Creating a forward pass with a loss function at the end

In [82]:
from nnfs.datasets import spiral

spiral_data = spiral.create_data(samples=100, classes=3)

x, y = spiral_data

dense1 = Layer_Dense(2, 3)

activation1 = Activation_ReLU()

dense2 = Layer_Dense(3,3)

activation2 = Activation_Softmax()

dense1.forward(x)

activation1.forward(dense1.output)

dense2.forward(activation1.output)

activation2.forward(dense2.output)

print(activation2.output[:5])

loss = Loss_CategorialCrossEntropy()
loss = loss_function.calculate(activation2.output, y)

print(loss)

# Implementing accuracy, this metric is used to determine how close the predicted values for a given pass is to the truth value. 1.0 is max 0.0 is min.
predictions = np.argmax(activation2.output, axis=1)
if len(y.shape) == 2:
    y = np.argmax(y, axis=1)
# Predictions == y is a boolean statement which either be represented as true/false or 0/1. in this case, we take 0/1 and do the mean of all 0/1s.
accuracy = np.mean(predictions == y)
print(accuracy)

[[0.33333334 0.33333334 0.33333334]
 [0.3333333  0.3333336  0.33333316]
 [0.33333263 0.3333335  0.33333388]
 [0.33333242 0.3333337  0.33333385]
 [0.33333272 0.33333418 0.33333308]]
1.0986068
0.36333333333333334


II. Mean Squared Error (MSE): 

Loss = (predicted - target)^2

Typically used for regression tasks, whereas Categorical Cross Entropy is used for classification.

Backpropagation

Used to update weights and biases. One example of a back propagation technique is gradient descent, which measures the accuracy of the model predictions through the gradient of the loss function. 
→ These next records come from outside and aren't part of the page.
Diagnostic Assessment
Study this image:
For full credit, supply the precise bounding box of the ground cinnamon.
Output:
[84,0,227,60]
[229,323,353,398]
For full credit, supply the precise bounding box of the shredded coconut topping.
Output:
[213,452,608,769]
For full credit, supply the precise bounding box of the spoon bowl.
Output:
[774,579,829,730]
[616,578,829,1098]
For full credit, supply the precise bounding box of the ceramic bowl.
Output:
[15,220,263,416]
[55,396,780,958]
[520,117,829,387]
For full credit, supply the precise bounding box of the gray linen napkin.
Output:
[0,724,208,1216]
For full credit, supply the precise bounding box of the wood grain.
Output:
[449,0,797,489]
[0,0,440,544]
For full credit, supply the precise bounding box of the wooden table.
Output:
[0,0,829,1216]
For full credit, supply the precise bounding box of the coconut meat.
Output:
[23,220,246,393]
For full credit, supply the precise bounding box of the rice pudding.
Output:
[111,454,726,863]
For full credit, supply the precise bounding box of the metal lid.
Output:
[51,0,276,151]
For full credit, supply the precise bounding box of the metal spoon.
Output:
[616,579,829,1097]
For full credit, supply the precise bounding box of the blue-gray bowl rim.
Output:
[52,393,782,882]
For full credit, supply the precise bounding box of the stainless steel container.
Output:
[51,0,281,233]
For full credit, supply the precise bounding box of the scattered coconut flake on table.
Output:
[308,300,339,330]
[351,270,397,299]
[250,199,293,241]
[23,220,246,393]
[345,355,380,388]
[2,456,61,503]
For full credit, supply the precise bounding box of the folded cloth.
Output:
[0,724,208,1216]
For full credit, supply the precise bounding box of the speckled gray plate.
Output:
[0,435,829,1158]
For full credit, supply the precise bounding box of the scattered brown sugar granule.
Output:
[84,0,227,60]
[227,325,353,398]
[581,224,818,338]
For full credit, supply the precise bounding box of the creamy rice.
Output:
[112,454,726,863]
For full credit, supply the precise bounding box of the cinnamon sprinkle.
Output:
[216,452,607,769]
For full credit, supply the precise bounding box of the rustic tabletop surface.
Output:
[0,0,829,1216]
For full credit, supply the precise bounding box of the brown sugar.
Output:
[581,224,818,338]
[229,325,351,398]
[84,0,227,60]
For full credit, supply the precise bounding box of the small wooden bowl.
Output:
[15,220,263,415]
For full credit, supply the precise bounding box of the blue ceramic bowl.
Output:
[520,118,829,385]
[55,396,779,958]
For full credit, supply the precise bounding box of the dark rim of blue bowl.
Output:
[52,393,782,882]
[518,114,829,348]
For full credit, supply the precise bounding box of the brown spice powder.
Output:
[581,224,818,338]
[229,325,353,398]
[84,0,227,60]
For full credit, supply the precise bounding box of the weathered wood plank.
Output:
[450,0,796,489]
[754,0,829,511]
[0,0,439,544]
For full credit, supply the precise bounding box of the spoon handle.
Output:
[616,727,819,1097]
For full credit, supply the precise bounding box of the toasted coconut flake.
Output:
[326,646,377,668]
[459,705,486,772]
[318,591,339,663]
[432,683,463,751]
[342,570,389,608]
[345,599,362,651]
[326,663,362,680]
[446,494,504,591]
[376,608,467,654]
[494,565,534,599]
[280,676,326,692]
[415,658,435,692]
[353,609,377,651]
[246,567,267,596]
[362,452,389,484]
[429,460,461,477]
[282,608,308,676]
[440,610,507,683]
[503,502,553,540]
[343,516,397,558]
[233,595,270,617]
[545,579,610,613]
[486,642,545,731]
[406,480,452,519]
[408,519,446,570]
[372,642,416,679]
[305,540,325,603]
In the diagram below, we can see the loss function accepts an input, the output of the ReLU node. This implies the loss function output is dependant on the outcome of the ReLU operation. This can further be extended to say that all other nodes are dependant on the output of previous nodes.

![image.png](attachment:image.png)

Our goal is to update weights and biases based on the slope of the loss function at a given point. There are many techniques to go about this.

I. Gradient Descent

Assumes the negative slopes always point towards a global minima. Works best for convex functions with single global minima and no local minima such as MSE. In general the effectiveness of gradient descent decreases significantly when we have multiple local minima, flat regions, or highly unstable gradients.

![image.png](attachment:image.png)

Chain rule is used to relate the gradient of loss with respect to weights since all values are interconnected in the neural network (can be seen in the diagram and expression).